Ces succès l’avaient rendue célèbre à la cour, elle les retrouva sans peine dans la haute société avignonnaise, qui l’avait si bien accueillie lors de son arrivée et où elle avait à peine paru depuis son mariage.

Chose très humaine, le marquis en prit ombrage. Il voulait bien susciter la jalousie de sa femme, mais n’admettait pas qu’elle lui rendît la pareille. Cette jalousie d’ailleurs, de sa part à lui, était injustifiée. La marquise sortait, recevait, était admirée, courtisée, mais, pas plus qu’autrefois, ne commettait de fautes, défendue par sa vertu toujours solide, défendue aussi par son amour, toujours profond, pour son mari.

Celui-ci d’ailleurs, ne montra pas sa jalousie, sentiment considéré à l’époque comme vulgaire et presque ridicule dans les hautes classes. Il ne fit aucun reproche à sa femme, ne provoqua aucune explication. Il se contenta de s’éloigner davantage encore et de se montrer envers elle, quand par hasard ils se trouvaient ensemble, aussi froid, désagréable et agressif qu’autrefois il était tendre et empressé. Bientôt, sous prétexte de voyages d’affaire, il s’absenta pendant des semaines, des mois même…

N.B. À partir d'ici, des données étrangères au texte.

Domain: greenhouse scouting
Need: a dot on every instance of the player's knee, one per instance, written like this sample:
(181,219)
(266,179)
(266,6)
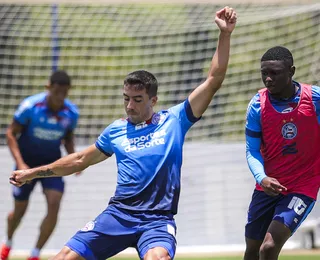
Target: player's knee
(66,254)
(157,253)
(251,254)
(268,248)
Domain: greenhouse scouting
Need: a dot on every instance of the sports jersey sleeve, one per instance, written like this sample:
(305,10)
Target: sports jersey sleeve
(185,115)
(74,120)
(23,113)
(253,140)
(103,142)
(316,100)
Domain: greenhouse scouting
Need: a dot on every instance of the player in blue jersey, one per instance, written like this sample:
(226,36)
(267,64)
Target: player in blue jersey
(148,151)
(282,138)
(41,123)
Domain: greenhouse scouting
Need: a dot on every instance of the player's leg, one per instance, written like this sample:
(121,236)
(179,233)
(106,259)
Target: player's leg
(53,189)
(158,240)
(21,200)
(260,215)
(274,240)
(67,254)
(106,236)
(290,212)
(48,224)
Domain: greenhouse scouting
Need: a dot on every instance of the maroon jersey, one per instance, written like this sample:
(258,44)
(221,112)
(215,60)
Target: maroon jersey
(291,144)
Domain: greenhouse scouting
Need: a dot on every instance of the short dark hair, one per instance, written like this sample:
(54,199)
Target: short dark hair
(143,79)
(278,53)
(61,78)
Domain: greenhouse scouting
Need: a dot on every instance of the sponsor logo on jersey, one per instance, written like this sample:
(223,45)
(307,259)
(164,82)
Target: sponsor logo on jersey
(52,120)
(287,110)
(144,141)
(46,134)
(289,131)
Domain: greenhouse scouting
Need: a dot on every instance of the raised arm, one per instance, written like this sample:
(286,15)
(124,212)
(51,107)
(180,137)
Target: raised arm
(201,97)
(67,165)
(13,130)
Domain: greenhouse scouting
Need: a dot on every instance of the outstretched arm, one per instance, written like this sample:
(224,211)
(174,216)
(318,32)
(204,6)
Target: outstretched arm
(67,165)
(201,97)
(13,130)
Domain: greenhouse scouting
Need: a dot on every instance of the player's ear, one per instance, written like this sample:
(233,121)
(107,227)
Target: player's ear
(48,86)
(154,100)
(292,71)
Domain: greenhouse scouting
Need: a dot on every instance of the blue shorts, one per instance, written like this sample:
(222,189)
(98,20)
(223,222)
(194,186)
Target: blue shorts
(23,192)
(114,230)
(291,210)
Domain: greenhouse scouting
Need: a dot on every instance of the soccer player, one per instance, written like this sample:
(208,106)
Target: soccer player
(148,150)
(283,154)
(41,123)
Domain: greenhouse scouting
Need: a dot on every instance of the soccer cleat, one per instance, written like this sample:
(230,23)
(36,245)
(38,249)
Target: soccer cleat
(5,250)
(33,258)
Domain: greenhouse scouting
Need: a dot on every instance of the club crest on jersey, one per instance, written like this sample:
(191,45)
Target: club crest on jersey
(157,119)
(89,226)
(65,122)
(140,126)
(289,131)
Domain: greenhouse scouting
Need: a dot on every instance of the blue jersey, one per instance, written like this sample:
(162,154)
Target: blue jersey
(43,129)
(149,159)
(254,129)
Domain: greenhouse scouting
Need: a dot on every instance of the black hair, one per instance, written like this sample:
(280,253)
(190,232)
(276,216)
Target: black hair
(278,53)
(143,79)
(61,78)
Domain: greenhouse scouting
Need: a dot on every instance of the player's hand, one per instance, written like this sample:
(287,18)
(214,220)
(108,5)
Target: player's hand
(226,19)
(22,166)
(271,186)
(78,173)
(19,178)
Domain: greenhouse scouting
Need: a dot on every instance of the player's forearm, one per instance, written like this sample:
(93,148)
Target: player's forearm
(14,148)
(220,61)
(254,158)
(69,146)
(65,166)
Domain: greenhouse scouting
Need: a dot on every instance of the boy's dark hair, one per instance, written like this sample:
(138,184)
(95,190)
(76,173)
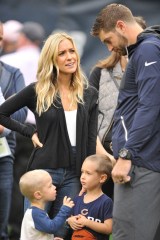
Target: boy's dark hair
(104,163)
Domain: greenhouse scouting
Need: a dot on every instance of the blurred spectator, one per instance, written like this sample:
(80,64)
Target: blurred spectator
(10,35)
(11,82)
(29,41)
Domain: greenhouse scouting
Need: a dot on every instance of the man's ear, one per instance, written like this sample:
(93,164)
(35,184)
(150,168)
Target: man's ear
(37,195)
(103,178)
(120,26)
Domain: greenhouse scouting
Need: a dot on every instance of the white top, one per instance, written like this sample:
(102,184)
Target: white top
(71,117)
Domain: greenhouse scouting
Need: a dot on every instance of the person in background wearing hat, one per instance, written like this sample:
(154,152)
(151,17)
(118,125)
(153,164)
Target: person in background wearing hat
(10,36)
(11,82)
(30,38)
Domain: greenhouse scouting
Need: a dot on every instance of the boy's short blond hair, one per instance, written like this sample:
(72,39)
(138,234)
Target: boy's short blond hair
(31,182)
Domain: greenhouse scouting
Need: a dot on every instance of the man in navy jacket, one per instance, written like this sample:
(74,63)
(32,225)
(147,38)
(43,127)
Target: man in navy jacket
(136,130)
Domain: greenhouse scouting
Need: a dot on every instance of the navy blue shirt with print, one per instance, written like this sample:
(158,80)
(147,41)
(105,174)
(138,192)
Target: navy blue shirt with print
(98,210)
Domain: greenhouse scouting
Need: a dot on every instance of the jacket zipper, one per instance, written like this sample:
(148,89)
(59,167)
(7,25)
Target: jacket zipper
(109,128)
(125,129)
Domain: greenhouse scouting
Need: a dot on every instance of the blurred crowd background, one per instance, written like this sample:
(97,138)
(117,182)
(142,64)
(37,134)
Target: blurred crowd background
(74,16)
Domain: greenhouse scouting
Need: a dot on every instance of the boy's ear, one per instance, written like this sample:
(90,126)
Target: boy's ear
(103,178)
(37,195)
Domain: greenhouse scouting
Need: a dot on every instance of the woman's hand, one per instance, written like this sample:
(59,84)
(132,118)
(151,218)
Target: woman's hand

Ainsi, comme si c’eût été pour elle une destinée inéluctable, cette femme accomplie et séduisante, à qui semblait devoir être promises toutes les joies de l’amour, se trouva, comme lors de sa première union, tout à la fois veuve et mariée.

Du temps coula encore. Et, un beau jour, pendant un des courts moments qu’il passait à Avignon, le marquis de Ganges annonça à sa femme qu’il avait invité ses deux plus jeunes frères, le chevalier et l’abbé de Ganges, à venir demeurer chez lui. Pourquoi ? Était-ce pour l’aider à gérer ses biens, comme cela eut lieu effectivement plus tard ? Était-ce pour éviter de ne plus jamais se trouver en tête à tête avec sa femme, intimité que leur désaccord rendait insupportable ?... Ou bien l’idée d’un crime monstrueux lui avait-elle déjà été suggérée, ou s’était-elle présentée à son esprit, imprécise encore, incertaine, à peine formulée ?... On ne l’a jamais su, puisqu’il affirma toujours son innocence et que ses deux frères ne purent jamais être interrogés.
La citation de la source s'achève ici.